Now all we need to do is make sure that consumers understand the differences between 'advertised speed', 'connection speed' and 'throughput'. Some clarifications from me:
'Advertised speed' - a figure that describes the technical capabilities of the technology.
'Connection speed' - a figure that indicates what speed the technology is actually providing at a specific installation.
'Throughput' - a figure that indicates how much data can be actually be transmitted in a given period of time.
Note that 'throughput' needs further clarification as it could be measured in several ways some of which are:
- The maximum speed at which data can arrive at or leave from the end user's modem.
- The maximum speed at which data can travel between the end user's modem and their ISP's servers.
- The maximum speed at which data can travel between the end user's modem and whatever server they are choosing to measure (note that this is a very complicated thing to define and the Internet offers no speed guarantees).
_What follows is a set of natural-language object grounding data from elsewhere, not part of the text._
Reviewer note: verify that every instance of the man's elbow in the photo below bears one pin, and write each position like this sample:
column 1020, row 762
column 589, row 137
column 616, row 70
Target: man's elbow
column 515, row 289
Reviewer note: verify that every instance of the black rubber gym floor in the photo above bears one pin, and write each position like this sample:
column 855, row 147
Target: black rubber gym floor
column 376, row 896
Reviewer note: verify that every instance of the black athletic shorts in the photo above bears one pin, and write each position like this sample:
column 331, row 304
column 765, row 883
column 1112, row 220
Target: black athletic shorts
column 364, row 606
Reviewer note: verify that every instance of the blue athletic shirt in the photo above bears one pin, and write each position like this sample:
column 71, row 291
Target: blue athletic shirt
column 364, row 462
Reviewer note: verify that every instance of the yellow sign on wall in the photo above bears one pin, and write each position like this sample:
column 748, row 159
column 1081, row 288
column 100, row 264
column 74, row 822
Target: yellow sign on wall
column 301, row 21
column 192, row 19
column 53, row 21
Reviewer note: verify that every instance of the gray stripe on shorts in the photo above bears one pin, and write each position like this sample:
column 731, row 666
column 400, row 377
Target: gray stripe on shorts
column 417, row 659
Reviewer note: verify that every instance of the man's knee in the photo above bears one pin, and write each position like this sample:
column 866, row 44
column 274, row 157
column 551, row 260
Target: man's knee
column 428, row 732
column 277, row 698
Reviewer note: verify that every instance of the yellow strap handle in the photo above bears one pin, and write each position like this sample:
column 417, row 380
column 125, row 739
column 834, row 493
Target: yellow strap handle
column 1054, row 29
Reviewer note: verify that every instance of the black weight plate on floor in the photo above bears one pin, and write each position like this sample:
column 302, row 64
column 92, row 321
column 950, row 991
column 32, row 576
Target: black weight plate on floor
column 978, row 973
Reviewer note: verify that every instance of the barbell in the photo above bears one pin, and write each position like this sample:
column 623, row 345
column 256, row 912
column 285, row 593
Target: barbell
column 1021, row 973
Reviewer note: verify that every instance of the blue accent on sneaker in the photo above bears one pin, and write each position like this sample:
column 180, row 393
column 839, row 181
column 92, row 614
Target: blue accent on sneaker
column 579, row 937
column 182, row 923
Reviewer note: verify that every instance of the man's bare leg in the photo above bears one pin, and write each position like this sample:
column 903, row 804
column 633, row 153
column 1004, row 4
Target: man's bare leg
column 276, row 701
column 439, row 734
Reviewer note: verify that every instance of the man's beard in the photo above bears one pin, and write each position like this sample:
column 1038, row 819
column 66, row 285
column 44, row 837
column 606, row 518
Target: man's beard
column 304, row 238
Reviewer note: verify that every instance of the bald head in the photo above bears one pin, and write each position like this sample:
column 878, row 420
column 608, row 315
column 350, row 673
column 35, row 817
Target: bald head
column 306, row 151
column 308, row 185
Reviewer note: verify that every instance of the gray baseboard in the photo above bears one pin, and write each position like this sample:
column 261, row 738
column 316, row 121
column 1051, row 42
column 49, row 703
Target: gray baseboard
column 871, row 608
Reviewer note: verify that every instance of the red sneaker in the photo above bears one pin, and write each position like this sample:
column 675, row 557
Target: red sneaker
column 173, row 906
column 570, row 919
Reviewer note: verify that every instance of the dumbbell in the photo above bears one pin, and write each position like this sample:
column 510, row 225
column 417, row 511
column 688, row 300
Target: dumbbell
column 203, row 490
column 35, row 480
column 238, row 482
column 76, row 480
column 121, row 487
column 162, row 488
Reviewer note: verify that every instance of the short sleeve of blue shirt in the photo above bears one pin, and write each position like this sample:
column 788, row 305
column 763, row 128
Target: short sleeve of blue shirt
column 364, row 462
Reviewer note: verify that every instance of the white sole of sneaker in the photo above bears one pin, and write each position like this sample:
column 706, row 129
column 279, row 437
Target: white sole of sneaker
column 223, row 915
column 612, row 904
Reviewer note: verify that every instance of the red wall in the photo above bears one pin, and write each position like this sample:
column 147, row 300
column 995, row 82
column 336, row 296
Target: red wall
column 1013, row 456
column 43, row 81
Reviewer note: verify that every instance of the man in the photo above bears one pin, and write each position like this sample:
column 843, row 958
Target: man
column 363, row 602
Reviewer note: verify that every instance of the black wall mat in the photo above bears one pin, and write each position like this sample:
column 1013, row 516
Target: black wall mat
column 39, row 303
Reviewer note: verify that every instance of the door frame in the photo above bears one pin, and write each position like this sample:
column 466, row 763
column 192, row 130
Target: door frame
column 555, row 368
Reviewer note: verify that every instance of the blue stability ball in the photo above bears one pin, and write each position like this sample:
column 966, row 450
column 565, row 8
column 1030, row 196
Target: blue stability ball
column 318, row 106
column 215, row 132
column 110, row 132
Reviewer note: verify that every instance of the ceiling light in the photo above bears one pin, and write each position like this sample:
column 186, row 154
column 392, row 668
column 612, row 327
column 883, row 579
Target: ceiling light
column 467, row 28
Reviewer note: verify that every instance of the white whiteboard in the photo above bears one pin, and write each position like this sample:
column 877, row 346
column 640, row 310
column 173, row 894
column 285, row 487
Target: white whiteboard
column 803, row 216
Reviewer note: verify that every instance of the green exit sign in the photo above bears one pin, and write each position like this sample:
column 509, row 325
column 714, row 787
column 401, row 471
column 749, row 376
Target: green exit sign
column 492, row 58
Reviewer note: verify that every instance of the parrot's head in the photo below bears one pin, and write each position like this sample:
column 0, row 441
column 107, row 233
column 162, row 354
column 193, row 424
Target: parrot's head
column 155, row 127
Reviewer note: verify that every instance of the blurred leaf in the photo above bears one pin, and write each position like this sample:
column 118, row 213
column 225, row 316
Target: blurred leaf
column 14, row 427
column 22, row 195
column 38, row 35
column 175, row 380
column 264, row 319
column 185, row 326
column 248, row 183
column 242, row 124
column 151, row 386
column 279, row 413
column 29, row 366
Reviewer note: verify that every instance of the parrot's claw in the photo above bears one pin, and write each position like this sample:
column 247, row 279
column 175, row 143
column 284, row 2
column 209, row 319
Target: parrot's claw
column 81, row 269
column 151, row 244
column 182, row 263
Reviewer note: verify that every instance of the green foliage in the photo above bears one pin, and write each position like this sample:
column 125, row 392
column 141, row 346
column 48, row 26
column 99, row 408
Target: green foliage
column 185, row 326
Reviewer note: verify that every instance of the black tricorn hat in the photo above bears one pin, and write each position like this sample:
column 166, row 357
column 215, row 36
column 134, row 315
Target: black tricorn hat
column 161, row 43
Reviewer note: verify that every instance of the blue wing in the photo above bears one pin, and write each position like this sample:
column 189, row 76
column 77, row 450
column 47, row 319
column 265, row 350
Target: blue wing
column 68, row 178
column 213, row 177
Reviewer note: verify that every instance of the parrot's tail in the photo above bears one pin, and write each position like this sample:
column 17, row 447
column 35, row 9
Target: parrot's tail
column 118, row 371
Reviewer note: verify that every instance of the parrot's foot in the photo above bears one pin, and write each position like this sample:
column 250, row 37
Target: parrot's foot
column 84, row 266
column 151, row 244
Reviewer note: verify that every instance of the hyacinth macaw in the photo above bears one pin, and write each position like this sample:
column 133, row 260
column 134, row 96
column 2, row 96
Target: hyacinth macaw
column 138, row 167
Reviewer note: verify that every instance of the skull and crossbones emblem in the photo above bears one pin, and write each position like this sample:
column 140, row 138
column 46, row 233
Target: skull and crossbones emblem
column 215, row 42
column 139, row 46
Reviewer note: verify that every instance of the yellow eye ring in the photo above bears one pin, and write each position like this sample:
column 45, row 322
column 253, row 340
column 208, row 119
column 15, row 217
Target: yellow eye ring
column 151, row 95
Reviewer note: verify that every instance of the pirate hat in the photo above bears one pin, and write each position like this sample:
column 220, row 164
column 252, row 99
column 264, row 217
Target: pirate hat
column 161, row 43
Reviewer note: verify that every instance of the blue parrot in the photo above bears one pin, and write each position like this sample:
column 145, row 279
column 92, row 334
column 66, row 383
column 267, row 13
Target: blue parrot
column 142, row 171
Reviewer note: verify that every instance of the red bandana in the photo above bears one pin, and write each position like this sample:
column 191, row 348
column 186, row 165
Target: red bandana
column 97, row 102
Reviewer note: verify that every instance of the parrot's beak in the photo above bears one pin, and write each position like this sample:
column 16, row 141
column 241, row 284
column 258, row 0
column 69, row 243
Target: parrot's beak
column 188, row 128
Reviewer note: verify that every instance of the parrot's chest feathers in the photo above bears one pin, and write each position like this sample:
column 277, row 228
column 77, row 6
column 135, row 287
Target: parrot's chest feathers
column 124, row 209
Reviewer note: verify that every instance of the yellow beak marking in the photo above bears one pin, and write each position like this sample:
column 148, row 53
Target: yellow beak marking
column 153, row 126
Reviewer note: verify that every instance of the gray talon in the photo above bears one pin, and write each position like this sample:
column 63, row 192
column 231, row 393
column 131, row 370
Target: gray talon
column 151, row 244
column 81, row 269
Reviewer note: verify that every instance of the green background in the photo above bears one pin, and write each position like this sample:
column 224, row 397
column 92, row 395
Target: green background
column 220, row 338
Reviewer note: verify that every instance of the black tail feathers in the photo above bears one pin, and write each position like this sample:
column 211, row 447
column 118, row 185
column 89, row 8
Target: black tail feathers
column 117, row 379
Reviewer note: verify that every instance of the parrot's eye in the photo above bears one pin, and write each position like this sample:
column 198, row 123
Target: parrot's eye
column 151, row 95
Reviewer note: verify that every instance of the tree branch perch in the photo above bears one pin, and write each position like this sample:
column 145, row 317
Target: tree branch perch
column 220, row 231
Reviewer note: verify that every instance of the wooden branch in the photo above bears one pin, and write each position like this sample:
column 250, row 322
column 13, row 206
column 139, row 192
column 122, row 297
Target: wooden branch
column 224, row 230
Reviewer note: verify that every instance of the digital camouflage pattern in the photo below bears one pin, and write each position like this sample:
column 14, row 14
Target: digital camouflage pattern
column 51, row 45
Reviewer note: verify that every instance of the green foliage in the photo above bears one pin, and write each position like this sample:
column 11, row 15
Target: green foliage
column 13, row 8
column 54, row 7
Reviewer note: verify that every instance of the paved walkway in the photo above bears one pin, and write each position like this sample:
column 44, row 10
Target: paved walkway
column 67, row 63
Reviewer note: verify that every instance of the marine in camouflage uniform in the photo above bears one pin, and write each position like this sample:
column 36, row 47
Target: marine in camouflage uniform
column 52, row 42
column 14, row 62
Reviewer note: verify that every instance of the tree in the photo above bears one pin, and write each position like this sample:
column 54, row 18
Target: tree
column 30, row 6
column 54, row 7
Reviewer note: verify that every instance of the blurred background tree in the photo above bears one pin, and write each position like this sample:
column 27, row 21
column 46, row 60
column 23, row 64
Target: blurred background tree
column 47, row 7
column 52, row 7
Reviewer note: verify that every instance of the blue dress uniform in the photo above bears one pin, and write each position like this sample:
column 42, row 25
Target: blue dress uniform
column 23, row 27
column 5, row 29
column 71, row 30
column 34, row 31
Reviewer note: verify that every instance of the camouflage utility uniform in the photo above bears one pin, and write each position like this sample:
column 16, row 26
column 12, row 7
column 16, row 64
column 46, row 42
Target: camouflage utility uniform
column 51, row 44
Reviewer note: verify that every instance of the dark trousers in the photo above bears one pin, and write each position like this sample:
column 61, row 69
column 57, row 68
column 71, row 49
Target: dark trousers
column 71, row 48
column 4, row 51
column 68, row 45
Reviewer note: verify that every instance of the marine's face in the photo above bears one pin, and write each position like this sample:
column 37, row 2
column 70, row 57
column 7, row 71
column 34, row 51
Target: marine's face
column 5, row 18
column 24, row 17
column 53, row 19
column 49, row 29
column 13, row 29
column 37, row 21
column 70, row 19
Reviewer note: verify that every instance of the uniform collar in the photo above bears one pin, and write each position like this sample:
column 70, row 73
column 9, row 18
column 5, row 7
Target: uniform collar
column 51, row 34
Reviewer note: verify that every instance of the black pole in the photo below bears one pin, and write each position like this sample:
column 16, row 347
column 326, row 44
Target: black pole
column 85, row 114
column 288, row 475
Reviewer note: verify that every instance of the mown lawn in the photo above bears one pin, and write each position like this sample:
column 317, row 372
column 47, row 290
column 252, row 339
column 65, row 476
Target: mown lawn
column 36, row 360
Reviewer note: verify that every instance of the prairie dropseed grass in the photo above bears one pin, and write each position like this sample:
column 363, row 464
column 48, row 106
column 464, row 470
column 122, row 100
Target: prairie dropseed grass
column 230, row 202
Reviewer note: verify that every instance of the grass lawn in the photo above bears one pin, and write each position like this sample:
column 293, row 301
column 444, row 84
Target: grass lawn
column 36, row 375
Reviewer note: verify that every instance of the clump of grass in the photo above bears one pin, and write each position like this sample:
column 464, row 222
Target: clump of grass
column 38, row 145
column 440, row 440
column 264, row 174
Oh and all of the above need to be measured by the consumer over a fully wired connection.
I've wanted Ofcom to concentrate on throughput for a long time (not least because it's a product differentiator that can actually be meaningfully controlled through customer choice as opposed to connection speed which can't be for most of us). Unfortunately it really isn't a simple topic. I don't see how advertising can ever provide the requisite information. The nearest I can think of is a rating system but we're still left trying to choose how we measure throughput.